Intel® C++ Compiler
Support and discussions for creating C++ code that runs on platforms based on Intel® processors.
7696 Discussions

How to sum up a large array of 32-bit integers in a fast way?


I want to sum up a large array of 32-bit integers, e.g 10M integers. How to do this in a very fast way?

I am now trying to use Intel SSE Intrinsics to do this.

Each time, I load 4 integers by one instruction, and then sum up. So I only need to loop for N/4 times,where N is the array size.

Steps are asfollows:
Loop N/4 times
1, load 4 32-bit int, a0 a1 a2 a3
2, pack the data as:
xmm1 = a0 0 a1 0
xmm2 = a2 0 a3 0
3, sum up
xmm3 = a0+a2 0 a1+a3 0
Loop End

The problem is: two 32-bit integers sum up may result in overflow.

So how to add two 32-bit integers and save them to a 64-bit integer by using SSE intrinsics functions?

Thank you very much.

0 Kudos
5 Replies
Black Belt
Strictly speaking, of course, there are no original SSE instructions for 64-bit ints, and you can handle only pairs of 64-bit data under SSE2. In you have _mm_add_epi64, so you could extend the ints to 64-bit and pack them into an m128, then add, and at the end add the 2 64-bit ints.
You will have to wait for AVX to see 4-wide parallel 64-bit adds.
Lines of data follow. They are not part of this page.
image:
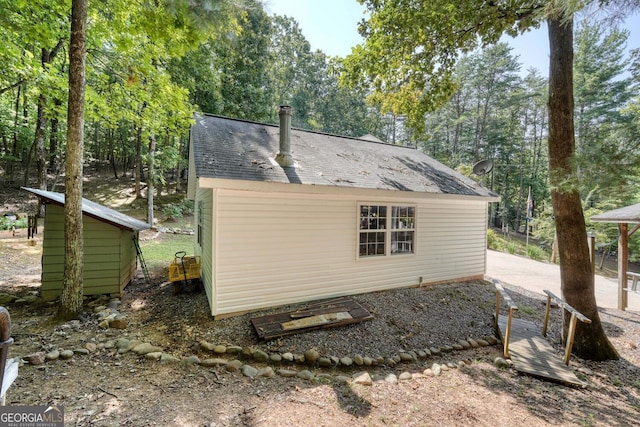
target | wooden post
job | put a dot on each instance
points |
(546, 316)
(570, 334)
(623, 258)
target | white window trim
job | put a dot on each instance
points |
(388, 230)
Then, if you trust Intel C, you get them from plain C source code:
long long int extsum(int *a, int n){
long long int sum = 0;
for(int i = 0; i < n; ++i)sum += a;

vpxor xmm0, xmm0, xmm0
add eax, edx
xor ecx, ecx

.B1.4: ; Preds .B1.4 .B
vpmovsxdq xmm1, QWORD PTR [esi+ecx*4]
vpmovsxdq xmm2, QWORD PTR [8+esi+ecx*4]
vpmovsxdq xmm4, QWORD PTR [16+esi+ecx*4]
vpmovsxdq xmm6, QWORD PTR [24+esi+ecx*4]
vpaddq xmm0, xmm0, xmm1
vpaddq xmm3, xmm0, xmm2
add ecx, 8
vpaddq xmm5, xmm3, xmm4
vpaddq xmm0, xmm5, xmm6
cmp ecx, eax
jb .B1.4 ; Prob 82%

.B1.5: ; Preds .B1.4
vpshufd xmm1, xmm0, 14
vpaddq xmm0, xmm0, xmm1
vmovd ecx, xmm0
vpsrlq xmm2, xmm0, 32
vmovd esi, xmm2

Hi Tim,

Thanks a lot for your quick reply.

Of course, using Intel C++ Compiler is a good choice. But I want to do the vectorization by myself.

In my opinion, it costs a lot of time to access the memory to read out the integers one by one.

So I hope to load 4 32-bit integers by one instruction. Then do the pack and sum using Intrinsics. But I don't know how to cast 32-bit integer to 64-bit integer in the 128-bit registers.

My code is like:

__int32 arr32[4] = {INT_MIN, INT_MIN, INT_MIN, INT_MIN};

__m128i* wrd_ptr = (__m128i*)arr32; // cast the pointer type

xmm1 = _mm_loadu_si128(wrd_ptr); // a0 a1 a2 a3

xmm2 = _mm_unpacklo_epi32(xmm1, xmm0); // a0 0 a1 0

xmm3 = _mm_unpackhi_epi32(xmm1, xmm0); // a2 0 a3 0

Problem: how to cast xmm2(4 32-bit int) to xmm2(2 64-bit int)??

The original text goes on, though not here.